A G20 commitment to reduce the use of fossil fuels has hit a major stumbling block after several countries, led by Saudi Arabia, opposed the deal.
Disagreement over the emissions-reducing plan suggests that November’s UN COP28 Summit could be wracked with discord on how to cut worldwide usage of oil, gas and coal.
Russia, China, South Africa and Indonesia also opposed the plan, which was discussed at the G20 ministerial delegation meeting in Goa on July 21st during India’s period of Presidency. This followed last week’s somewhat divisive and poorly attended Meeting of Finance Ministers in Gujarat.
The G7 instigated proposal was for G20 countries to triple their renewable energy capacity by 2030.
On one side of the argument stands member states who are pushing for cuts in fossil fuel usage without capturing emissions. The opposing view, favoured by Saudi Arabia and other large-scale emitters, is to promote the development of technology to capture greenhouse gas emissions.
Amid unprecedented heatwaves and rising temperatures across the globe, Saturday’s meeting was also unable to find common ground on setting a global target for renewable energy development.
Alden Meyer, senior associate at consultancy E3G, was quoted as saying that sharp divisions were on display at the G20 around the need for a fair, fast and equitable transition away from fossil fuels.
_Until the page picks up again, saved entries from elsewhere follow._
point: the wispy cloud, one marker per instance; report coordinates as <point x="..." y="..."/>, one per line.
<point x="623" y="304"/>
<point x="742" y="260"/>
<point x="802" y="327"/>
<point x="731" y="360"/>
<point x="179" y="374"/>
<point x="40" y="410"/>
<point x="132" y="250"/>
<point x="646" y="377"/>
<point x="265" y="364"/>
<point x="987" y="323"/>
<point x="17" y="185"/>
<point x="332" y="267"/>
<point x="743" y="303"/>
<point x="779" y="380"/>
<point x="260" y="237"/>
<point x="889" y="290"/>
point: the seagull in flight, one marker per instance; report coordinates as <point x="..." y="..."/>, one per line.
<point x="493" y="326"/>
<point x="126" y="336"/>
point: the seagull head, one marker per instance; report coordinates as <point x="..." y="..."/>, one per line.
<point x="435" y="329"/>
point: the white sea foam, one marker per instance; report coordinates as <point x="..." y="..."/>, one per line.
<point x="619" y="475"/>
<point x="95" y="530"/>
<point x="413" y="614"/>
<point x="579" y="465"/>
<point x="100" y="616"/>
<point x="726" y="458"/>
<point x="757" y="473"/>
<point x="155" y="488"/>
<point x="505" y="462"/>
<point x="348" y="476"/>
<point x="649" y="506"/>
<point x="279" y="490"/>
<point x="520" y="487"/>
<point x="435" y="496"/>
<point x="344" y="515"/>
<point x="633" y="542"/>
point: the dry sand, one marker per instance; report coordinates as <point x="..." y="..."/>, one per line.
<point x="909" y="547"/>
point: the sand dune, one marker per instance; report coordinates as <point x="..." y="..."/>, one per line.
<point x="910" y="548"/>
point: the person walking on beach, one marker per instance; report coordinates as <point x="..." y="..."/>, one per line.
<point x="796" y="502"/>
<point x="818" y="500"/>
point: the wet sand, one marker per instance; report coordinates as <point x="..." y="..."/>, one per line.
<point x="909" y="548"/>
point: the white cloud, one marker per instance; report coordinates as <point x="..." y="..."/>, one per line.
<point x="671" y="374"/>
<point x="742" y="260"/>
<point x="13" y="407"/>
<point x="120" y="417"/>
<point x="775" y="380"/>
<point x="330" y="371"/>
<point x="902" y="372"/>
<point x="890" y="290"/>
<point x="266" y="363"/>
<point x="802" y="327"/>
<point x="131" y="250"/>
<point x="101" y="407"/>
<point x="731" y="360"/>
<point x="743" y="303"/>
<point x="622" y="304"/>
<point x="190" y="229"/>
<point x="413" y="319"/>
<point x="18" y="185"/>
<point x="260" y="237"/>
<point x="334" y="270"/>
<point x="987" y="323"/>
“With temperature records being set daily around the world and the impacts of climate change spiralling out of control, the world needed to hear a clarion call to action,” he said. “Instead, what we got was very weak tea.”
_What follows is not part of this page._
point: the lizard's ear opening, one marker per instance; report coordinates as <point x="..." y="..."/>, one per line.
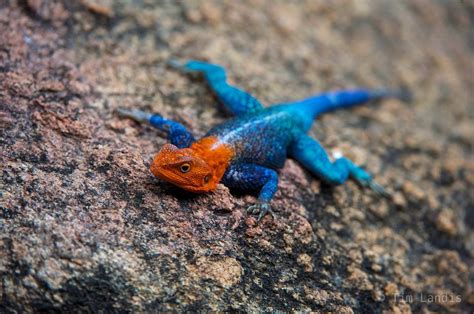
<point x="168" y="148"/>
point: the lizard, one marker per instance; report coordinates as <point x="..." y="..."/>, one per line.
<point x="247" y="151"/>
India’s Minister of Power, RK Singh, admitted that the issue of fossil fuel production had been problematic during the talks – despite the majority of G20 members being in favour of their reduction.
Meanwhile, the annual global cost of energy transition has been estimated at $4tn, according to a report prepared for India’s G20 Presidency. The report also stressed the importance of finance being directed towards developing countries.